El dolor de ya no ser
Hillary Clinton, Jeb Bush y el magnate Donald Trump aceitaron sus caminos hacia la Casa Blanca en el momento más opaco de la presidencia de Obama
Barack Obama sufrió su peor revés en el Capitolio. No fue a manos de la oposición republicana, especialista en ponerle palos en la rueda, sino de los suyos, los demócratas, renuentes a concederle los poderes para negociar por su cuenta un ambicioso tratado de libre comercio con 11 países de la cuenca del Pacífico (entre ellos, Japón y Corea del Sur, vitales para aislar a China). De esa potestad, llamada Autoridad para la Promoción Comercial (TPA, en inglés), se han valido todos los presidentes de los Estados Unidos desde 1934, excepto Richard Nixon y, desde 2007, George W. Bush. El casi saliente Obama no pudo ser la excepción.
Los demócratas, más simpáticos que los republicanos en el exterior, son los más proclives a atender las demandas de los sindicatos. Y los sindicatos, en defensa del empleo y del salario, no quieren saber nada con un tratado de libre comercio con un bloque que representa el 40 del Producto Bruto Interno mundial. Del mismo modo, los sindicatos franceses no ven con buenos ojos un tratado de libre comercio entre la Unión Europea y los Estados Unidos. La defensa sectorial prima en este tipo de alianzas, ventajosa para las economías, pero dudosamente beneficiosa para los trabajadores en un mundo cada vez más peleado con la estabilidad laboral.

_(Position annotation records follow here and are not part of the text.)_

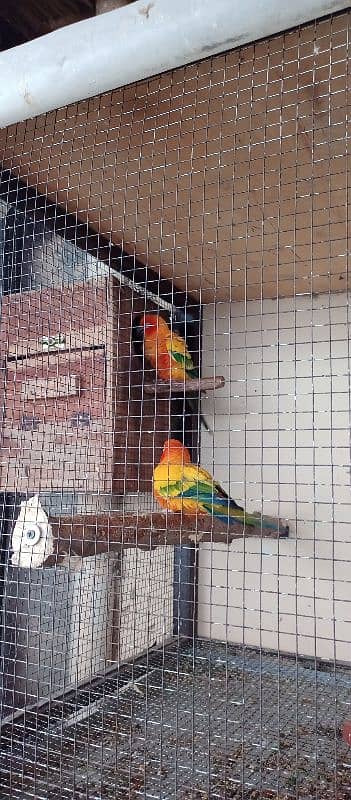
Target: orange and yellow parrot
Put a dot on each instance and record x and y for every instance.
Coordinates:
(166, 352)
(180, 485)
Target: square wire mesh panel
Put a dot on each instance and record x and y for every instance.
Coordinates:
(158, 640)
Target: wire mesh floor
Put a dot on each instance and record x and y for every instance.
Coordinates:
(209, 721)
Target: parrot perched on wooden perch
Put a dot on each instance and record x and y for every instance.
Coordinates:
(167, 353)
(180, 485)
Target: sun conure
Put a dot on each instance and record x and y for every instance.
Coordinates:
(179, 485)
(166, 352)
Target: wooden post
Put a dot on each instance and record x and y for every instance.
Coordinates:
(88, 535)
(102, 6)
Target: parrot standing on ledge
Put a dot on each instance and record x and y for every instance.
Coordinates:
(167, 352)
(180, 485)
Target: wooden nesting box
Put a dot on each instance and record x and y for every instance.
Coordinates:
(73, 416)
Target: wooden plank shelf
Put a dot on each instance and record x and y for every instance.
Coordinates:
(166, 388)
(88, 535)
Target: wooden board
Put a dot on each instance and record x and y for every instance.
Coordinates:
(229, 175)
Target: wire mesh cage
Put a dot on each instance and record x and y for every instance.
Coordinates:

Entonces apareció Hillary Clinton con renovados bríos para ser la candidata presidencial demócrata en 2016 después de haber perdido las primarias de 2008 contra Obama y de haber sido la secretaria de Estado durante su primer período. En su lanzamiento, la ex primera dama se mostró partidaria de limitar el campo de acción del presidente. Y cargó contra las desigualdades y las altas remuneraciones de los banqueros de Wall Street y de los ejecutivos, como si su marido, Bill Clinton, no hubiera contribuido en su momento a ahondar las diferencias planteadas por los indignados norteamericanos contra el uno por ciento de la población.
Casi como otro que apareció en forma simultánea con un discurso en estéreo, Jeb Bush, precandidato republicano. El hijo y hermano de los ex presidentes George H. W. Bush y George W. Bush preparó, apuntó y disparó contra la conciliación con Cuba alentada por Obama y, casado con la mexicana Columba, coqueteó con los 11 millones de inmigrantes que no han podido resolver su situación legal en los Estados Unidos, llamados dreamers (soñadores), como si sus parientes hubieran hecho algo por ellos cuando estuvieron en la Casa Blanca.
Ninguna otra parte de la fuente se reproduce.